Wikidata:WikiProject Wikidata for research/Meetups/2015-02-23-Berlin/Notes

Contributions to the "Wikidata for research" project (including Wikidata:WikiProject Wikidata for research and all its pages) are dual licensed under CC BY-SA 3.0 (the Wikimedia default) and the Creative Commons Attribution 4.0 license.
Contributions by the project to the item and project namespaces of Wikidata shall be under CC0.

Notes edit

‘’If possible, please use wiki markup, so that the notes can be easily transfered to Wikidata afterwards.’’

This doc is for notes taken during https://www.wikidata.org/wiki/Wikidata:WikiProject_Wikidata_for_research/Meetups/2015-02-23-Berlin .

Participants edit

Please sign up at https://www.wikidata.org/wiki/Wikidata:WikiProject_Wikidata_for_research/Meetups/2015-02-23-Berlin#Participants .

Introductions edit

Gregor Hagedorn, Museum für Naturkunde Berlin, Science Programme “Digital World and Information Science” (Welcome, Anthropocene)
Daniel Mietchen, Museum für Naturkunde Berlin, Science Programme “Digital World and Information Science”
Jeff T University of California, Los Angeles
David Fichtmüller, Botanic Garden and Botanical Museum Berlin-Dahlem, Biodiversity Informatics Research Group
Anton Güntsch, Botanic Garden and Botanical Museum Berlin-Dahlem, Biodiversity Informatics Research Group
Falko Glöckler, Museum für Naturkunde Berlin, Science Programme “Digital World and Information Science”
Benjamin Karran, FU Berlin, Ebekebe
Magnus Knuth, HPI, Ph.D., also DBpedia
Harald Sack, HPI, Semantic Technologies, DBpedia, Knowledge Engineering
Christoph Bruch, Helmholtz Open Science Collaboration, Policy department
Succu, Wikidata Community
Jan Brase, prior leading DataCite, now: German National Library of Science and Technology (TIB)
Markus Krötzsch, leader of Research Group in Dresden.
Lydia Pintscher, Wikidata product manager
Rene Pickhardt, Ph.D. Student with Steffen Staab; Koblenz
Claudia Müller-Birn, FU Berlin

Lydia’s talk edit

Links from the talk edit

from Q&A edit

Several ways of interacting with wikidata:

through wiki data api: https://www.wikidata.org/w/api.php
offline bulk process: https://github.com/Wikidata/Wikidata-Toolkit
Wikidata Query Tool: https://wdq.wmflabs.org/
http://wikiba.se/

Goal of wikidata is not to just include as much data as possible but to make it in a way that is accepted by the community.
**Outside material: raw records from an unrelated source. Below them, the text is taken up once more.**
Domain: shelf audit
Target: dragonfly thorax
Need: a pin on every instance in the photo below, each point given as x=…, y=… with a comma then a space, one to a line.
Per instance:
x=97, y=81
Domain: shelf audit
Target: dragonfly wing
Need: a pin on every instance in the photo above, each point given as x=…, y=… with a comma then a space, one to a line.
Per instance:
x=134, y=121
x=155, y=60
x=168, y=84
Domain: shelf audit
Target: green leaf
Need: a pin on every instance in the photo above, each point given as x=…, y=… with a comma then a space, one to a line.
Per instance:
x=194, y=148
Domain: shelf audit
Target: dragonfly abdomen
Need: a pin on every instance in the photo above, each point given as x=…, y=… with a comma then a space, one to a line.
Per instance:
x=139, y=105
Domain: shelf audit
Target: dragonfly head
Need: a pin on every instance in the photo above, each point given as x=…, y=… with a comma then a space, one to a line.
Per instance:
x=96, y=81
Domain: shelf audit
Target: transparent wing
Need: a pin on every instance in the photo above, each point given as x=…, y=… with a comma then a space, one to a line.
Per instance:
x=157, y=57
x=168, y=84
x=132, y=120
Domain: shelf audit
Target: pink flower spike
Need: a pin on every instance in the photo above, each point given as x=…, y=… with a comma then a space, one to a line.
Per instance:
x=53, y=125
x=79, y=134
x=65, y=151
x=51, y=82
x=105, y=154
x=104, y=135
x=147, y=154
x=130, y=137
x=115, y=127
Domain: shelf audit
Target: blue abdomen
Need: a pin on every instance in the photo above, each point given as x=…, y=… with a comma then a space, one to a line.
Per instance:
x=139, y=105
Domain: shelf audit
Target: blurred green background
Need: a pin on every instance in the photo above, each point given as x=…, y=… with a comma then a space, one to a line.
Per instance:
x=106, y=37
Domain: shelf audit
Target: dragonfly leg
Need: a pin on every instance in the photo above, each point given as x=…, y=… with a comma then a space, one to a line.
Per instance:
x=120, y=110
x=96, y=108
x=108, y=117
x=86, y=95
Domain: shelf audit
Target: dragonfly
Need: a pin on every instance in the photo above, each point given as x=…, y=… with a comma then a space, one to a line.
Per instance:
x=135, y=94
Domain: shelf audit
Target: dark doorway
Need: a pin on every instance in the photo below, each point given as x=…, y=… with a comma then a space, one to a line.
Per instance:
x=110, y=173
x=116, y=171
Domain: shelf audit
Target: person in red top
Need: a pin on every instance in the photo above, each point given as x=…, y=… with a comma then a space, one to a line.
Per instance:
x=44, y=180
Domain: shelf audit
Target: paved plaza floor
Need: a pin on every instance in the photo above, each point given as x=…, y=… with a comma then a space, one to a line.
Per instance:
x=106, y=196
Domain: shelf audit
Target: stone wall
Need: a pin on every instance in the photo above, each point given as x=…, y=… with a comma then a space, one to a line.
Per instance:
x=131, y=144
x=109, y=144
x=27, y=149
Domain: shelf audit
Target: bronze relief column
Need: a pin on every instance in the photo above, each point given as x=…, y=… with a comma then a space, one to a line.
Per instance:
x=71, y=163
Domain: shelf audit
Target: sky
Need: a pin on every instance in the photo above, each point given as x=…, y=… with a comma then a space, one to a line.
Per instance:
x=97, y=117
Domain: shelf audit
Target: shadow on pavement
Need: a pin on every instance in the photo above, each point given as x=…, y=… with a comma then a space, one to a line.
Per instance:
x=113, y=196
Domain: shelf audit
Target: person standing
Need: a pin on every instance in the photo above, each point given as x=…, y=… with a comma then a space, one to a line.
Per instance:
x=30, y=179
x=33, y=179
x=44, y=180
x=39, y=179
So pumping in all the related-work.net data would not be welcome. Better to include data that is cited within Wikipedia to jumpstart it.

Links to larger DFG-funded projects edit

GFBio: http://www.gfbio.org/
BiNHum: http://wiki.binhum.net/ : central coordination activity plus task groups around it.
LIS: allows larger partnerships.

Paketantrag: may fail because of one partner failed, no big advantage to have package.

Markus K und Harald S: Forschungsgruppe has to be well-defined, SINGLE strong research challenge/topic at the core, difficult to find around Wikidata.

1 - 2 - 4 - all edit

Individually take 10 Minutes to develop one (or two) ideas suitable for a large collaborative DFG proposal. Do this in this document, in the numbered list below, in a single paragraph.
After 10 minutes, discuss your proposal with your neighbor and rank your 2 Projects.
After another 10 Minutes, discuss it with 4 people and rank the proposals.. Select one presenter for presenting your ideas to the whole group.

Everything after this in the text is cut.